Myrtle Gordon (superbly played by Gena Rowlands) is a star actress in the prime of life, performing in out-of-town previews of a new play in which, for the first time, she will play an older woman. Ben Gazzara plays the director, Joan Blondell is the playwright, and Cassavetes himself plays the leading man. Myrtle wreaks psychodramatic improvisations upon the text, she gets drunk, chain-smokes, sows chaos among her colleagues because nobody knows why she acts this way. You, the viewer, do not easily identify with Myrtle either and that’s exactly what Cassavetes wanted to prevent. Cassavetes’ films are about life, emotions, feelings. But life is not simple. This is a harrowing and profound film that makes you think. “You have to fight knowing, because once you know something, it’s hard to be open and creative; it’s a form of passivity – something to guard against,” the director said.

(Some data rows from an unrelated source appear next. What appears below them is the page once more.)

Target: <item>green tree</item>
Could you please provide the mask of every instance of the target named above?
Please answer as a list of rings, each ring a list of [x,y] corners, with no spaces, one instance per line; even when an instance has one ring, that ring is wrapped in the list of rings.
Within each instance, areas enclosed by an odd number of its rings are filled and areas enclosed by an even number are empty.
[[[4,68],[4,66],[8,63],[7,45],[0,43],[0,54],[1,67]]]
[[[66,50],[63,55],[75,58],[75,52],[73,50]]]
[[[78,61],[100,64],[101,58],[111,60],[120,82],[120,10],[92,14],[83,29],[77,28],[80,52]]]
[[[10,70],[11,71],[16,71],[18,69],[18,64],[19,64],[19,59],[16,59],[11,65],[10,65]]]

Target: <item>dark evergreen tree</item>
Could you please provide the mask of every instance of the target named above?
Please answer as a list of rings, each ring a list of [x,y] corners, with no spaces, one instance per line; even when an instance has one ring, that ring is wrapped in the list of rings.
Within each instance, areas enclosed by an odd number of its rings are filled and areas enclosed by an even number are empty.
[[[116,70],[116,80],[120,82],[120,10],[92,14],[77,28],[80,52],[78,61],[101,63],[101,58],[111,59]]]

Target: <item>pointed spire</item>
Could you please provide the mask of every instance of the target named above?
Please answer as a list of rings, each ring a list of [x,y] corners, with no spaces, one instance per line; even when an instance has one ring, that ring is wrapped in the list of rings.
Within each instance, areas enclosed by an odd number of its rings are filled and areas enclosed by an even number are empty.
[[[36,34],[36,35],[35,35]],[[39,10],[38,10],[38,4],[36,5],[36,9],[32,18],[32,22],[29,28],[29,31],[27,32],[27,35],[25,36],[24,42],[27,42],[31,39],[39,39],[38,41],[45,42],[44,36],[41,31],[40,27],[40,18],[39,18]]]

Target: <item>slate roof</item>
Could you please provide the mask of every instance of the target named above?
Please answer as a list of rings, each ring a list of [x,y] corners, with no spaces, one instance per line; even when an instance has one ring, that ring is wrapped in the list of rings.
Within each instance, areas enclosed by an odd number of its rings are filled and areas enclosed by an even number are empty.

The entire film has a loose, fluid shooting style, it’s like you can not really tell whether what you see is Cassavetes and the actors backstage rehearsing and improvising or the actual movie – this was a director who always took the risk of being an original. But in the last scene, when Myrtle comes in late, drunk, for the opening night of the play, Cassavetes and all his players appear to have genuinely improvised it (something the filmmaker often did), in front of a theatre full of extras playing the audience. It is a brilliant all-the-world’s-a-stage effect.
Myrtle is alone, she’s on her own, she has no family, no responsibility than her own, and is in desperate fear of losing the vulnerability she feels she needs as an actress. That’s her whole life, being an actress. “I have no family, no kids. This is my life. This is it for me,” she says desperately at one point. And she goes to extreme lengths to keep that vulnerability. And she hangs on to it, she hangs onto her ideas. She knows that the only measure of her success, and of her life, is what she can create and express on stage. And that if she can not do that, she’s lost. She’s very honest to herself, she doesn’t go along with the crowd, she doesn’t want to accept someone else’s point of view, she wants to find her own answers. And she goes after them unapologetically. That she succeeds in the end, that she redeems her role, is very moving and hopeful. “An actor is a very loyal person to life, a person who fights against all odds to make something work and doesn’t want to be fed a lot of lies,” said John Cassavetes. I think every person should apply this to their own life. The only measure of someone’s success is being authentic and true to oneself.